In January last year, North Korea announced it had successfully carried out its first hydrogen bomb test, but it drew worldwide condemnations.
The sanctions-hit North Korea is one of the world’s poorest countries and its nuclear programme comes at a great cost to the social welfare of millions of people living in abject poverty.
Nuclear weapons research, production, maintenance and delivery systems cost billions of dollars. Although it is impossible to make an accurate estimate given the secrecy surrounding North Korea’s nuclear programme, South Korean analysts say Pyongyang spends nearly US$ 700 million or more a year on its nuclear programme. Although compared with the US$ 62 billion the US spends on nuclear weapons each year or even Pakistan’s US$ 2.2 billion annual nuclear budget, what North Korea spends is low. But still it is a huge sum, especially if we add the opportunity cost in terms of social welfare. The money should have been spent on poverty alleviation. Two years ago, Kim Jong-un, in a paper he authored, said he “cannot sleep” because of worry over his people’s poverty. The North Korean news agency KCNA quoted the young leader as saying that he lamented that his people have “never enjoyed an abundant life”.
The irony is that North Korea’s nuclear programme is a big source of income though it is costly. North Korea earns millions of dollars by secretly sharing its nuclear and missile technology with states secretly developing missiles and nuclear programmes. According to the Washington-based Arms Control Association, North Korea has been a key supplier of missiles and missile technology to countries in the developing world, particularly in politically unstable regions such as the Middle East and South Asia. Such transfers are believed to be one of Pyongyang’s primary sources of hard currency, ACA says.
Obama’s North Korea policy was one of “strategic patience” -- squeeze Pyongyang and wait for it to buckle, just as it handled Iran with regard to its nuclear programme. The US allies feel this policy has not worked, and say a tougher approach is needed to deal with Kim Jong-un. They now look to Trump with hope, giving him legitimacy and recognition which he does not get at home – and Trumps like it.
That Trump was serious with Asia became evident when the new Defence Secretary James Mattis made the Far-East Asian region his first choice of destination after he took office. During his visit to the region, Mattis assured South Korea and Japan that the security alliance binding them with the US remained strong and delivered a strong warning to North Korea.
Disregarding Chinese protests, the US Defence Secretary assured the two allies that the US would go ahead with plans to instal an advanced anti-missile system in South Korea.

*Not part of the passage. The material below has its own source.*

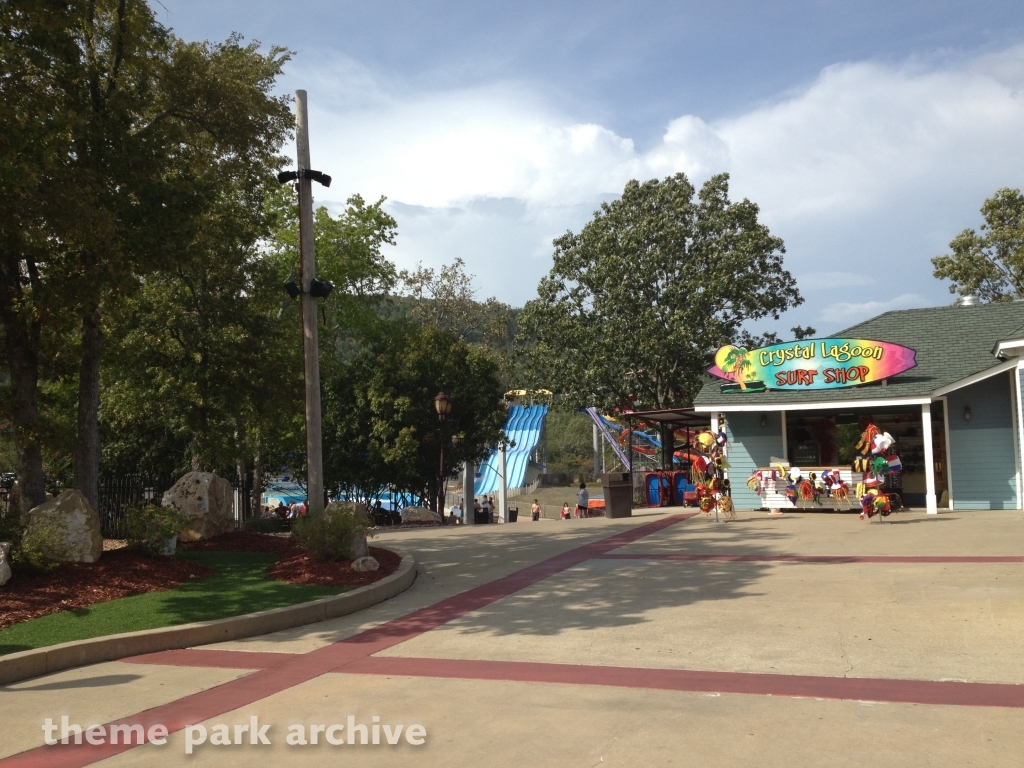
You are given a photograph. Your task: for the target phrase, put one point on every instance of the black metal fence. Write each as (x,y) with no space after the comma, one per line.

In the Asian power game, the North Korean missile test offers just another excuse for the United States to beef up its defences in Asia at a time when China has heightened its assertive diplomacy to establish its sovereignty over a series of disputed islands in the South China Sea.
China condemned the North Korean missile test, saying it ran contrary to United Nations resolutions, but such condemnations have become routine.

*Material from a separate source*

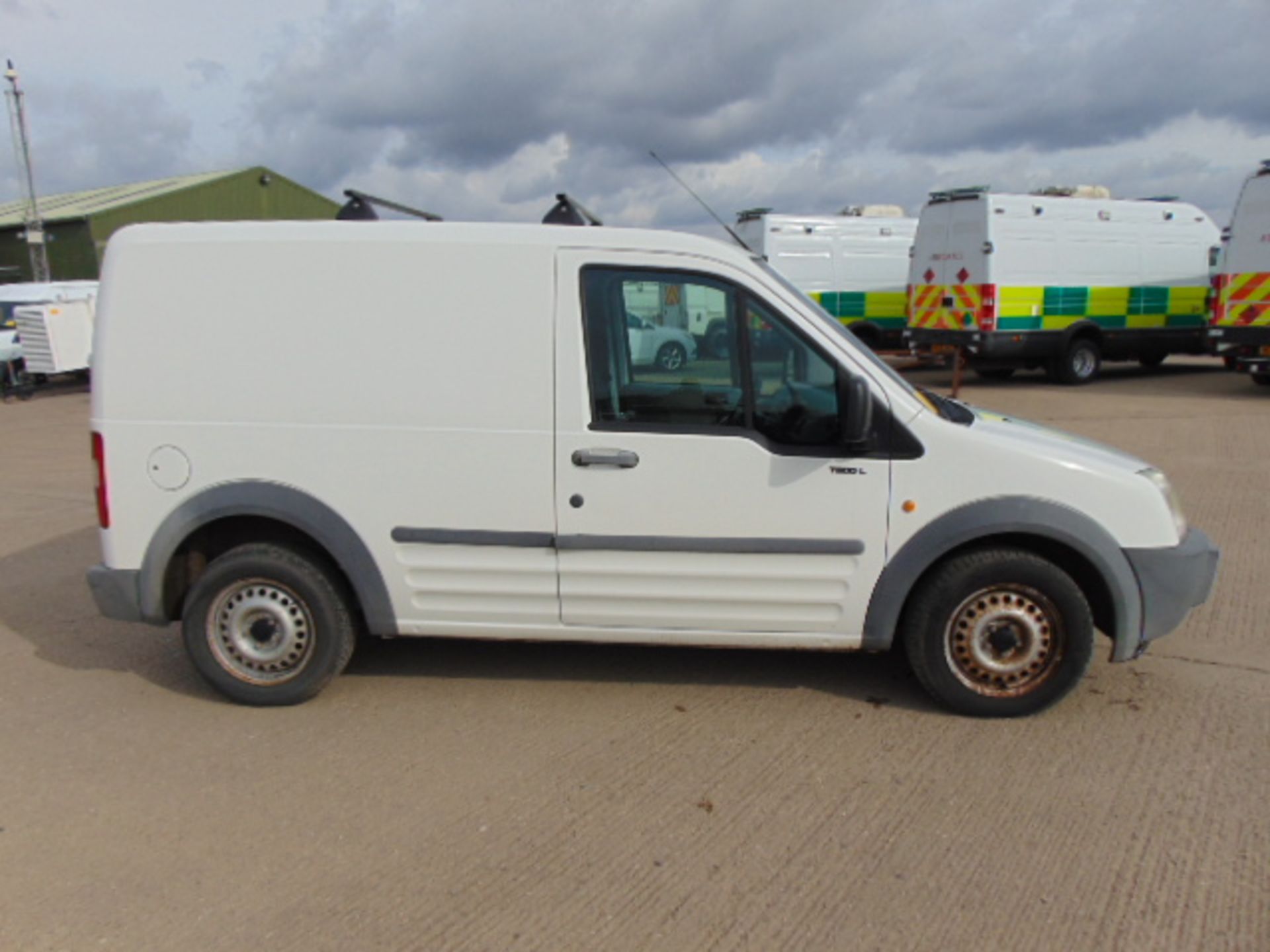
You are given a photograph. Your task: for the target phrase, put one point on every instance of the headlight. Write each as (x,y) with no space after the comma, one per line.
(1166,491)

China believes the missile test will only accelerate the US programme to instal Thaad missiles in South Korea after the Obama administration deferred their deployment in the face of strong Chinese protests.

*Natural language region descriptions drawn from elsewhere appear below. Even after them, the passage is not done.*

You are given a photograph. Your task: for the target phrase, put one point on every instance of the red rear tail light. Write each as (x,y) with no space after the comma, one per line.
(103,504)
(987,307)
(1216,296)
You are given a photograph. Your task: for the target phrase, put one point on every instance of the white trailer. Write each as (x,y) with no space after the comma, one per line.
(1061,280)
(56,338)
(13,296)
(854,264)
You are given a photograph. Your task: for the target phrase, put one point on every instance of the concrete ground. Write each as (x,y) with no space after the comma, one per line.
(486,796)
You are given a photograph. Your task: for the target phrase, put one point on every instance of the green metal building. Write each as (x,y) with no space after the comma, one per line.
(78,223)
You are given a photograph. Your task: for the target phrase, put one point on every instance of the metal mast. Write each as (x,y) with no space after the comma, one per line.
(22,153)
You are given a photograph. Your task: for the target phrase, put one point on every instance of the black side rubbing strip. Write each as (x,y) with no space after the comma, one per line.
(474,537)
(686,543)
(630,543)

China has in recent months transformed several of South China Sea islets into potential military bases. In recent years, US warships have sailed close to these islets in a bid to negate China’s sovereignty claims over them and the surrounding waters. However, the two countries have exercised restraint and not allowed the friction to develop into all-out hostility. Well don’t they say that nuclear powers do not go to war?